Steady state mRNA levels of IGF2, IGF2R and housekeeping gene GAPDH were measured using gene-specific primers (IGF2 forward 5'-TCTGACCTCCGTGCCTA-3', IGF2 reverse 5'-TTGGGATTGCAAGCGTTA-3', IGF2R forward 5'-ACCTCAGCCGTGTGTCCTCT-3', IGF2R reverse 5'-CTCCTCTCCTTCTTGTAGAGCAA-3', GAPDH forward 5'-GAGTCAACGGATTTGGTCGT-3' and GAPDH reverse 5'-TTGATTTTGGAGGGATCTCG-3') and QuantiFast SYBR Green PCR Master Mix (Qiagen, USA). PCR reactions were performed by mixing 1 μl of cDNA (50 ng/μl) with 24 μl of reaction mixture (10 μl QuantiFast SYBR Green PCR Master Mix (2×), 2.5 μl forward primer (10 μM), 2.5 μl reverse primer (10 μM), and 6.5 μl nuclease free dH2O) and amplified under the following conditions: 95°C for 5 min, followed by 45 cycles of 95°C for 10 s and 60°C for 30 s. A melting curve analysis of the PCR products was performed to verify their specificity and identity. Relative gene expression levels were obtained using the ΔΔCt method [31].

Bisulfite conversion

Unmethylated cytosine in genomic DNA (0.5-1 μg) was converted to uracil by treatment with sodium bisulfite using the EZ DNA Methylation Kit™ (Zymo Research Corp., USA), following the manufacturers guidelines. The bisulfite-converted DNA was resuspended in 20 μl TrisCl (10 mM, pH 8.0) buffer and stored at -20°C until further use. All converted DNA samples were used within one month of the bisulfite conversion.

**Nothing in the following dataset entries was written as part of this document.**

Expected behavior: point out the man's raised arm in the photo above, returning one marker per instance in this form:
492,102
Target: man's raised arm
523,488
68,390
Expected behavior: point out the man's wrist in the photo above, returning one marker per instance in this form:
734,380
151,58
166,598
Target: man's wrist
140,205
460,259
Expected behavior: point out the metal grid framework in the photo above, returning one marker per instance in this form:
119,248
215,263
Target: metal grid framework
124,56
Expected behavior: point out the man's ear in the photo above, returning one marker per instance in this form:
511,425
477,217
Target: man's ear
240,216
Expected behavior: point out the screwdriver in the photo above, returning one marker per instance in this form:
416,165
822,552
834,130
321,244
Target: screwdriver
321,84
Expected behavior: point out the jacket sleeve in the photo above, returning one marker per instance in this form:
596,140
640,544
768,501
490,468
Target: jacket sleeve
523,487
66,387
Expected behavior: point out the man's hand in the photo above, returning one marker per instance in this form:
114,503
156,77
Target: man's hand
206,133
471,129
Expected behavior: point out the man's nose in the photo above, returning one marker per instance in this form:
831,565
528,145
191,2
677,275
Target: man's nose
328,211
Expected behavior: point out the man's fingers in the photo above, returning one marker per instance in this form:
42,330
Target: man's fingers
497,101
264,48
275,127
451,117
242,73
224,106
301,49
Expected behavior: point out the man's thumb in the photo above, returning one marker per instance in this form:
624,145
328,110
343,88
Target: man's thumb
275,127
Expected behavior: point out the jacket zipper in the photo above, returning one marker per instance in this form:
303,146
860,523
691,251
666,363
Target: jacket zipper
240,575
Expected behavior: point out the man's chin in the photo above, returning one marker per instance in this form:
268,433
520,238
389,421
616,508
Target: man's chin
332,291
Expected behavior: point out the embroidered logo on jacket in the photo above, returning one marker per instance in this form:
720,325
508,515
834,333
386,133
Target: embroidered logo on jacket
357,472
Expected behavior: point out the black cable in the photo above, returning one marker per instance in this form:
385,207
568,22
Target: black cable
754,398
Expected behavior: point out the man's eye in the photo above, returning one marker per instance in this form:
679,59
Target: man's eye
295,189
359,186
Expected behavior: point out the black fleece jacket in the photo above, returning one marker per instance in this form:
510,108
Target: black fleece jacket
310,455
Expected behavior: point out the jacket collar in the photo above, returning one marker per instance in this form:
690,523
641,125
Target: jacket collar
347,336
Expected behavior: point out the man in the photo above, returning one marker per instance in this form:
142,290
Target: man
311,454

GoldenGate methylation assay

Site-specific CpG methylation was analyzed in the bisulfite converted cord blood and placenta DNA template for 22 individuals, in duplicate, using a custom-designed methylation bead array platform, following the manufacturers guidelines (Illumina, USA) and as previously described [32]. The GoldenGate methylation array contained probes for 1,536 CpG dinucleotides located in the promoters of more than 700 genes (Illumina Inc., USA) [33, 34]. In addition, the array includes CpGs for all known human imprinted genes. Illumina's GenomeStudio Methylation Module v1.0 was used to analyze the data and assign site-specific DNA methylation β-values to each CpG site. The extent of methylation (β-value) at each CpG site was determined by comparing the proportion of signal from methylated and unmethylated alleles in the DNA sample.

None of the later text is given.